Cegah Corona, Puskesmas Juga Mendapatkan APD

Berita Terkait

batampos.co.id – Tidak hanya rumah sakit, Pusat Layanan Masyarakat (Puskesmas) di Kota Batam juga mendapat Alat Pelindung Diri (APD).

Kepala Dinas Kesehatan Kota Batam, Didi Kusmarjadi, mengatakan, setiap Puskesmas akan mendapatkan tiga APD.

“Untuk (baju) hazmat, kita drop tiga untuk setiap puskesmas, kalau habis, puskesmas bisa ambil lagi,” katanya, Rabu (8/4/2020).

Ia menerangkan, pembagian baju hazmat di tengah keterbatasanya, akan mempertimbangkan skala prioritas.

Kini, yang paling membutuhkan yakni rumah sakit karena diperlukan untuk merawat pasien.

”Untuk hazmat, itukan diperlukan untuk kondisi tertentu,” imbuhnya.

Sementara itu, APD lain seperti masker maupun handsanitizer, stoknya di semua puskesmas cukup.

”Masker N95 dan juga masker biasa banyak. Untuk puskesmas, stoknya aman,” ujarnya.

Kepala BP Batam/Wali Kota Batam, Muhammad Rudi (tiga dari kiri) menerima bantuan berupa test kit dari Konjen Singapura di Batam, Mark Low. Foto: BP batam untuk batampos.co.id

Sementara itu, berbagai bantuan mengalir untuk penanganan Covid-19 di Batam. Sebelumnya, Wali Kota Batam, Muhammad Rudi menerima bantuan dari Temasek Foundation Singapura.

Bantuan diberikan dalam upaya percepatan penanganan corona virus disease (Covid-19). Proses penyerahan kali ini dilakukan dengan menggunakan video conference.
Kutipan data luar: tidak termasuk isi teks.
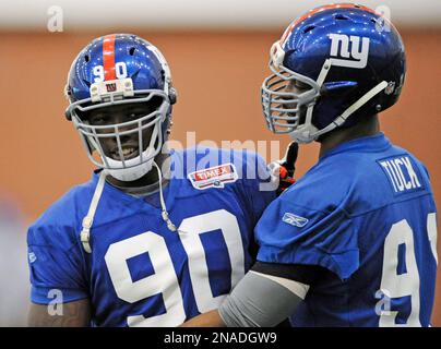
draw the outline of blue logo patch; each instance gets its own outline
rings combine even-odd
[[[297,215],[291,214],[289,212],[285,213],[282,220],[285,221],[286,224],[290,225],[290,226],[299,227],[299,228],[305,227],[309,221],[308,218],[297,216]]]

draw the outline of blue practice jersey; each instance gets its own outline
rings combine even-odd
[[[437,209],[424,165],[381,133],[326,153],[257,226],[261,262],[318,265],[295,326],[428,326]]]
[[[265,163],[250,152],[171,153],[164,195],[172,232],[154,197],[106,183],[80,242],[98,181],[73,188],[29,228],[32,301],[88,298],[95,326],[176,326],[219,305],[255,258],[253,228],[275,197]]]

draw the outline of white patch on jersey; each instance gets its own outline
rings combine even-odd
[[[285,213],[282,220],[285,221],[288,225],[291,225],[294,227],[299,227],[299,228],[305,227],[309,221],[308,218],[297,216],[297,215],[291,214],[289,212]]]
[[[237,170],[233,164],[223,164],[188,174],[194,189],[224,188],[225,183],[236,182]]]

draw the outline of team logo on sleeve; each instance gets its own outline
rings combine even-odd
[[[236,182],[238,179],[236,167],[233,164],[224,164],[194,171],[188,174],[191,184],[199,190],[207,188],[224,188],[225,183]]]
[[[299,227],[299,228],[305,227],[309,221],[308,218],[297,216],[297,215],[291,214],[289,212],[285,213],[282,220],[285,221],[286,224],[290,225],[290,226]]]
[[[28,258],[29,258],[29,263],[34,263],[35,261],[37,261],[37,256],[35,255],[34,252],[28,253]]]

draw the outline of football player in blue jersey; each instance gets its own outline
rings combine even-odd
[[[167,151],[170,70],[138,36],[93,40],[65,92],[97,170],[28,229],[28,324],[176,326],[216,309],[252,265],[253,228],[275,197],[263,159]]]
[[[274,133],[320,143],[319,161],[270,204],[258,262],[188,326],[430,326],[437,208],[426,167],[380,132],[405,80],[396,28],[332,4],[271,49],[262,107]]]

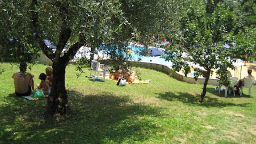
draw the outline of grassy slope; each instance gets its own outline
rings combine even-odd
[[[219,94],[209,85],[180,82],[161,72],[140,68],[149,84],[118,87],[113,81],[78,79],[69,65],[66,85],[71,103],[65,118],[46,118],[45,100],[29,101],[14,94],[10,63],[0,75],[0,143],[254,143],[256,141],[255,87],[242,97]],[[47,66],[28,70],[38,76]]]

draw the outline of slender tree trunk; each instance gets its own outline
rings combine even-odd
[[[205,94],[206,94],[206,87],[207,87],[207,84],[208,83],[208,81],[209,80],[210,78],[210,75],[211,75],[211,70],[208,70],[206,73],[206,76],[205,77],[205,81],[204,81],[204,88],[203,89],[203,91],[201,93],[201,95],[200,97],[200,100],[199,102],[203,102],[203,100],[204,98],[204,97],[205,96]]]

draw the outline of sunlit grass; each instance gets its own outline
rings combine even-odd
[[[47,66],[30,71],[35,84]],[[67,67],[66,85],[71,103],[66,117],[46,117],[45,100],[29,101],[14,92],[17,66],[3,63],[0,75],[0,143],[254,143],[256,92],[224,97],[208,85],[179,81],[153,70],[139,68],[149,84],[119,87],[116,82],[90,81],[89,68],[77,78]]]

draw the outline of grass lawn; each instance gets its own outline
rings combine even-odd
[[[255,143],[256,90],[242,96],[219,94],[208,85],[179,81],[155,70],[139,68],[149,84],[119,87],[110,80],[78,78],[74,65],[66,69],[71,102],[66,117],[44,115],[45,100],[28,100],[14,94],[12,74],[19,67],[0,66],[0,143]],[[28,72],[38,76],[47,66]]]

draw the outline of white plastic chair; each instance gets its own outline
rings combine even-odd
[[[252,85],[255,83],[255,79],[251,78],[246,78],[243,79],[244,82],[244,84],[243,86],[241,86],[241,91],[240,92],[240,96],[242,96],[243,94],[243,90],[244,88],[249,88],[249,95],[252,97]]]
[[[93,81],[95,81],[95,79],[96,78],[96,73],[97,74],[97,78],[99,77],[99,72],[104,72],[103,64],[100,64],[100,62],[98,62],[97,60],[92,60],[91,63],[91,70],[90,74],[90,77],[92,77],[92,71],[95,71],[94,76],[93,76]],[[105,77],[103,77],[103,81],[105,81]]]
[[[227,97],[228,87],[232,87],[233,88],[233,94],[234,94],[234,96],[235,97],[235,89],[234,89],[234,87],[235,87],[235,85],[236,84],[236,81],[237,81],[237,79],[238,78],[236,77],[230,77],[229,78],[229,79],[231,80],[231,83],[228,86],[225,86],[225,97]],[[219,87],[220,87],[219,89],[219,94],[220,93],[220,90],[221,90],[221,84],[220,83],[219,84]],[[230,91],[229,91],[229,94],[230,94],[230,93],[231,93]]]

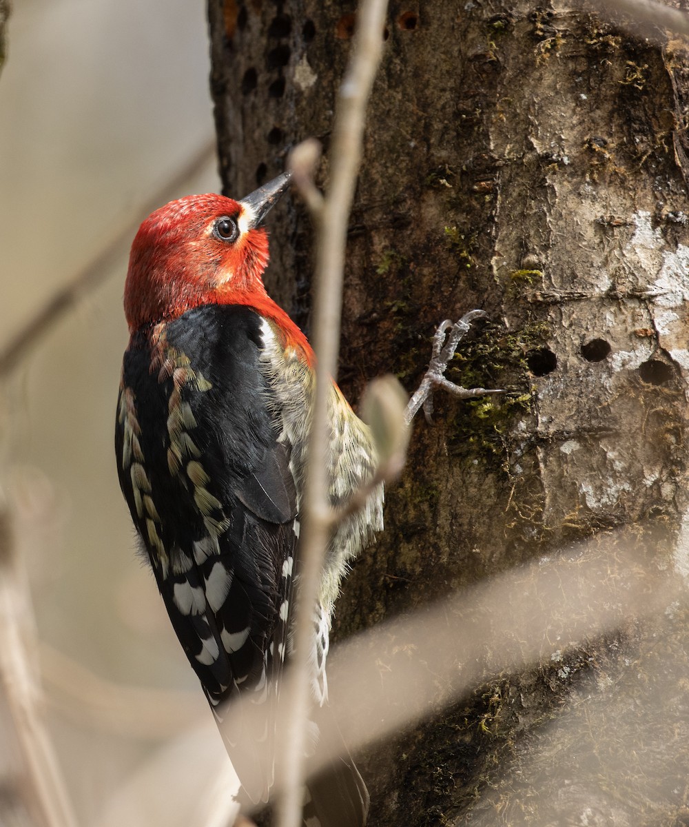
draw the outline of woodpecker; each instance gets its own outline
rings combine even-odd
[[[299,508],[314,393],[314,356],[267,294],[262,222],[284,174],[240,201],[192,195],[144,221],[124,291],[129,345],[116,418],[120,486],[173,628],[222,724],[230,701],[265,708],[225,733],[242,801],[266,801],[280,675],[289,656]],[[436,333],[429,370],[407,412],[432,412],[433,387],[461,398],[500,391],[452,385],[443,373],[473,310]],[[445,335],[450,330],[447,342]],[[443,347],[444,343],[444,347]],[[329,387],[328,471],[333,508],[371,482],[368,426]],[[383,486],[333,531],[313,607],[311,686],[328,697],[335,599],[352,559],[383,527]],[[309,827],[366,823],[368,793],[346,755],[309,783]]]
[[[270,743],[290,643],[313,352],[267,294],[261,224],[284,174],[240,201],[193,195],[156,210],[134,239],[124,291],[130,341],[117,402],[120,485],[170,621],[218,720],[235,699],[267,726],[228,736],[252,801],[267,800]],[[376,467],[369,428],[330,386],[329,495],[346,503]],[[349,562],[382,528],[383,486],[335,530],[314,607],[312,688],[328,696],[333,605]],[[267,743],[267,746],[266,746]],[[363,825],[368,795],[344,759],[309,816]],[[324,801],[323,800],[325,800]],[[306,812],[306,810],[305,810]],[[332,820],[330,820],[332,821]],[[312,821],[309,820],[309,824]]]

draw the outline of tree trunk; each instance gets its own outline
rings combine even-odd
[[[227,193],[277,174],[307,136],[328,150],[354,10],[209,0]],[[651,568],[689,571],[687,52],[558,2],[391,0],[385,37],[338,381],[352,401],[387,371],[413,390],[438,323],[481,308],[449,378],[507,392],[438,394],[433,423],[416,423],[336,637],[562,549],[583,562],[604,540],[621,590],[628,542]],[[304,208],[284,202],[270,226],[269,290],[308,332]],[[667,601],[662,620],[583,641],[557,639],[555,619],[541,665],[486,676],[371,748],[371,823],[687,823],[687,614]],[[409,657],[395,645],[381,662]]]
Video conference dilaksanakan bersama Dubes RI untuk Singapura, Ngurah Swajaya; Atase Pertahanan RI–Singapura, Kol PNB Benny Arfan; Perwakilan Temasek Foundation; Perwakilan Tuan Sing Holding; dan Perwakilan Sinar Mas.

Adapun, bantuan yang diberikan yaitu 35 unit intermediate bulk container, 350 drum trolley, 350 drum kapasitas 100 liter, 400 hand pump, 425 botol 2100LF concentrate, dan 350 water dispenser berukuran 10 liter.

Informasi mengenai bantuan ini disampaikan pihak Dubes RI untuk Singapura, H.E. Ngurah Swajaya kepada Wali Kota Batam, Muhammad Rudi melalui video conference,
Selasa (7/4/2020).

“Terima kasih atas bantuannya. Mudah-mudahan bisa kami terima dengan cepat. Dan
kalau perlu, mungkin tak hanya Kota Batam, tapi akan kita berikan juga ke Karimun.
Karena Karimun ikut menjadi lokasi transit TKI (tenaga kerja Indonesia),” tutur Rudi.

Ia menjelaskan, saat ini jumlah penduduk Batam 1,3 juta jiwa. Tapi, warga negara Indonesia dari Singapura dan Malaysia yang transit atau melewati Batam jumlahnya banyak.

“Sampai hari ini pemulangan warga Indonesia dari Malaysia saja mencapai 60 ribuan. Dan
yang akan kembali dua ratus hingga tiga ratus ribu,” jelasnya.

“Semua akan bermuara di Batam. Tugas kita untuk menyelesaikan seluruh saudara kita yang akan transit. Ada yang tinggal, ada yang langsung kembali. Butuh penanganan khusus dan bantuan yang cukup besar,” katanya lagi.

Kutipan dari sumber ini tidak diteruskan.